Abstract

Using pure myosin light-chain kinase and myosin from chicken gizzard and rabbit skeletal actin, we have established the relationship between myosin phosphorylation and actin-activated ATPase activity by varying the concentration of Ca2+ or calmodulin (CaM). By increasing Ca2+ or CaM the extent of myosin phosphorylation increased from 10% to about 100%, the requirements for half-maximal activation being 0.17 microM Ca2+ and 1 nM CaM. ATPase was activated only when a phosphorylation 'threshold' of about 60% was surpassed. By increasing phosphorylation from 60% to 100%, ATPase activity was further stimulated, the relationship between myosin phosphorylation and ATPase activity being curvilinear. Addition of 1 microM tropomyosin lowered the Ca2+ requirement for half-maximal ATPase activity in the prescence of 0.05 microM CaM from 0.4 microM to 0.2 microM but did not affect the maximal ATPAse activity.

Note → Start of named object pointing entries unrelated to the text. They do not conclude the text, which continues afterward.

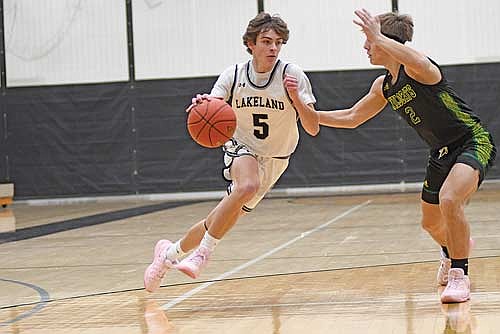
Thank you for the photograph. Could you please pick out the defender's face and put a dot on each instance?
(265, 50)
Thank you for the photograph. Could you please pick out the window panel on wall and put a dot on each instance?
(188, 38)
(54, 42)
(322, 34)
(456, 31)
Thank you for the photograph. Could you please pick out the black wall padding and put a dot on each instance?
(131, 138)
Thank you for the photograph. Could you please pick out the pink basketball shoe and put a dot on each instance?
(458, 288)
(160, 265)
(195, 262)
(445, 265)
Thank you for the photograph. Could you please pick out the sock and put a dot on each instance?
(461, 263)
(175, 251)
(209, 242)
(445, 251)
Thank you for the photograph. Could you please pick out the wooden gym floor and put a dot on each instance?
(346, 264)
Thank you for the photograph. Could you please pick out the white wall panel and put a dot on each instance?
(189, 38)
(456, 31)
(322, 34)
(65, 41)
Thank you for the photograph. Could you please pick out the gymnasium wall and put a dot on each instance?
(93, 100)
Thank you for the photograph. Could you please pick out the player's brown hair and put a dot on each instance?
(264, 22)
(396, 26)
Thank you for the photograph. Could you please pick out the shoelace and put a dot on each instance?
(198, 258)
(454, 283)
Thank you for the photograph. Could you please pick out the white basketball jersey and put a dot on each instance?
(266, 118)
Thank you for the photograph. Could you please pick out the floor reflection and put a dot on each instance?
(458, 318)
(7, 220)
(156, 319)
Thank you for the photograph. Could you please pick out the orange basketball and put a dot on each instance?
(211, 123)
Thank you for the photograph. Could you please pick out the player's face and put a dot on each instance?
(265, 50)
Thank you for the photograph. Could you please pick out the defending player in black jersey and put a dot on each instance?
(462, 150)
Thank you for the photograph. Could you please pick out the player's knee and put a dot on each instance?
(246, 190)
(450, 205)
(428, 225)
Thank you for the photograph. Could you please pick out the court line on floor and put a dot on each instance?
(44, 298)
(261, 257)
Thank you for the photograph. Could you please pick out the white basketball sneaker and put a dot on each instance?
(458, 288)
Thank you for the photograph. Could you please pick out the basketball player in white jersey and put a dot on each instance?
(269, 97)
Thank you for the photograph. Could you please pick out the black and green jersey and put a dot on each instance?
(436, 112)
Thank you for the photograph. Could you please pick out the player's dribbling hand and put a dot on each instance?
(368, 23)
(197, 100)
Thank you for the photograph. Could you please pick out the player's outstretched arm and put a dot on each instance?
(367, 107)
(417, 65)
(199, 98)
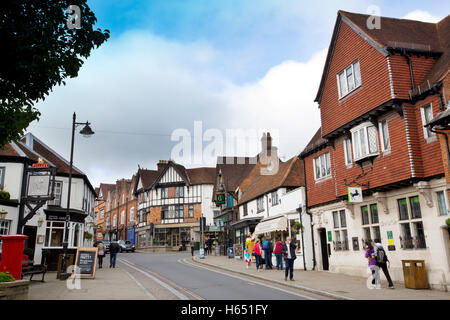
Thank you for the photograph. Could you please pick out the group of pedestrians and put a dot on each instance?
(282, 250)
(377, 259)
(114, 248)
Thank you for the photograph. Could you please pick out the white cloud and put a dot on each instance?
(138, 88)
(421, 15)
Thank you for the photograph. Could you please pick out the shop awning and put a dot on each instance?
(277, 224)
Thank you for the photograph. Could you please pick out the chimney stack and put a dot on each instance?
(161, 165)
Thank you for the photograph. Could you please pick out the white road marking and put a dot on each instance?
(184, 261)
(152, 297)
(165, 285)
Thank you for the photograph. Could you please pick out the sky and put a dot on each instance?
(200, 68)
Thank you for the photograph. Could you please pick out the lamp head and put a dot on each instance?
(87, 131)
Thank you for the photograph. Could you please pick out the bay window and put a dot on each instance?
(57, 193)
(365, 141)
(349, 79)
(322, 166)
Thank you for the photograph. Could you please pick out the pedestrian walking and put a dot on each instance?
(288, 251)
(100, 253)
(247, 258)
(114, 248)
(372, 265)
(267, 254)
(278, 255)
(382, 260)
(270, 253)
(257, 252)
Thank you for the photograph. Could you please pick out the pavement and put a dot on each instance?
(109, 284)
(332, 285)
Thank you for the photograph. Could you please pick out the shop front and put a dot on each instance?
(241, 229)
(168, 237)
(55, 232)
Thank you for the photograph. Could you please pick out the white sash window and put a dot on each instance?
(365, 141)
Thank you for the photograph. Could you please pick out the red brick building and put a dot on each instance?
(378, 89)
(116, 210)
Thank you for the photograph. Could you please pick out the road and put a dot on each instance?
(175, 276)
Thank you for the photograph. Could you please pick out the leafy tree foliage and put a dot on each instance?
(39, 50)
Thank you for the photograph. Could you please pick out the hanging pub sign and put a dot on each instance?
(355, 194)
(220, 198)
(86, 261)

In addition, the CaM requirement of ATPase activity was also lowered by gizzard tropomyosin at 9 microM Ca2+. The Ca2+/CaM requirement for myosin phosphorylation remained unaffected by tropomyosin. Thus, tropomyosin altered the relationship between myosin phosphorylation and ATPase activity: the phosphorylation 'threshold' was lowered from 60% to about 10%, hence causing a leftward shift of the relationship which becomes similar to that in the case of native actomyosin.